In the UK last year, over one million people visited food banks for emergency 3 day food supplies – struggling because their incomes were simply too low. Meanwhile, nearly 3,000 people were sleeping on the streets, without regular food supplies, a figure which does not even take into account those living in temporary accommodation. In the context of this mounting food crisis, it seems criminal to allow so much food to sit rotting in supermarket bins rather than being distributed to those in desperate need.
Not only that, but the food industry has massive environmental implications. There is increasing awareness of the effects of animal rearing on the environment – which is a huge producer of harmful methane gas, as well a big use of resources such as water and grain, which could be used for human consumption. For all the food that is thrown away, all this environmental damage has been completely unnecessary, as no one is even eating the food that is produced – and rotting food only adds to the methane footprint of the food industry.
In the face of this crisis, ‘bin diving’ is a movement that is gaining traction, which sees people break into supermarket bins and take the food that has been thrown away. A far cry from the image of rooting through rotten cabbages, the reality is that most of the food thrown away by supermarkets is still completely safe to eat – most people would agree that use-by dates are a overly-cautious guide rather than the rule and law.

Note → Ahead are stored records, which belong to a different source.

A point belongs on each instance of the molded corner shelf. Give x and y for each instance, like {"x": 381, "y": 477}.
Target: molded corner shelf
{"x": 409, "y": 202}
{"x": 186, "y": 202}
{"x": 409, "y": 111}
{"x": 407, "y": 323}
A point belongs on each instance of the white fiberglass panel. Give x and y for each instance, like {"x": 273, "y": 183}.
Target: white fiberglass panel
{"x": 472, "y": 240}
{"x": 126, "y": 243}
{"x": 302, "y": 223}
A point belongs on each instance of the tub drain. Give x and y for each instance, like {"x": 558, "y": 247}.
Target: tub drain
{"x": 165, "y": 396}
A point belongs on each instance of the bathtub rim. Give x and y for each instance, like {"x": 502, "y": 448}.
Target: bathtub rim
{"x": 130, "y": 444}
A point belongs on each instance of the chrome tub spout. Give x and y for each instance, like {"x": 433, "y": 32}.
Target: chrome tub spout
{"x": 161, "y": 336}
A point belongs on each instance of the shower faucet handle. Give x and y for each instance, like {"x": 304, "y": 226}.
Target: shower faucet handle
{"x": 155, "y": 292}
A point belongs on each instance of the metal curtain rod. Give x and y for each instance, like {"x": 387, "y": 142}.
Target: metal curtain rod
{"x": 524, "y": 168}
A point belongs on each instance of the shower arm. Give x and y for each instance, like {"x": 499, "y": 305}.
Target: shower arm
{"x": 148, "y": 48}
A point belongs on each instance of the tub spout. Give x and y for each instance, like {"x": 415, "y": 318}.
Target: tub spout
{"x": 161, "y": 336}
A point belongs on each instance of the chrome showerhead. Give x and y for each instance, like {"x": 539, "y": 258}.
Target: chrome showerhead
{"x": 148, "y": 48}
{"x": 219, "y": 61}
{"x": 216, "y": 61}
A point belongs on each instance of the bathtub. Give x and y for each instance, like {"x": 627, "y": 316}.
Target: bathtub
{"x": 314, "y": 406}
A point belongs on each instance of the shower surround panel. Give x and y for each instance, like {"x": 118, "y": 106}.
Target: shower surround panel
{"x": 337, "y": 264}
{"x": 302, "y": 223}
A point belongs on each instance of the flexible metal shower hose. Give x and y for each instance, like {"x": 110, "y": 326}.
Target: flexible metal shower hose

Many charities take advantage of this availability of surplus food, such as FoodCycle, which collects wasted food and cooks communal meals for local communities. However, individuals who do the same are often faced with legal challenges, as ‘bin-diving’ could lead to prosecution under anti-theft laws – a high-profile case last year saw 3 men, who took £33 worth of food from an Iceland bin, arrested by the Metropolitan Police.
Thankfully, Iceland did not pursue the case, but this is telling of the stigma attached to the practice. These three men were punished for simply needing to eat. For those who cannot afford to buy food, taking food that has been thrown away by supermarkets – already marked as not for profit – should not involve legal risks. There should instead be pressure placed on supermarkets to redistribute this food in the first place. And for the rest of us, ‘bin-diving’ is a way of opting out of the current economy, where where big businesses can dictate policy, whilst having horrible records on environmental and human rights.
The amount of food currently going to waste each year is a shameful waste of resources when so many are going hungry. The UN Sustainable Development Goals for 2015 saw a call for halving global food waste by 2030, a commendable goal. But to achieve this, there needs to be a radical re-think of how we approach food waste.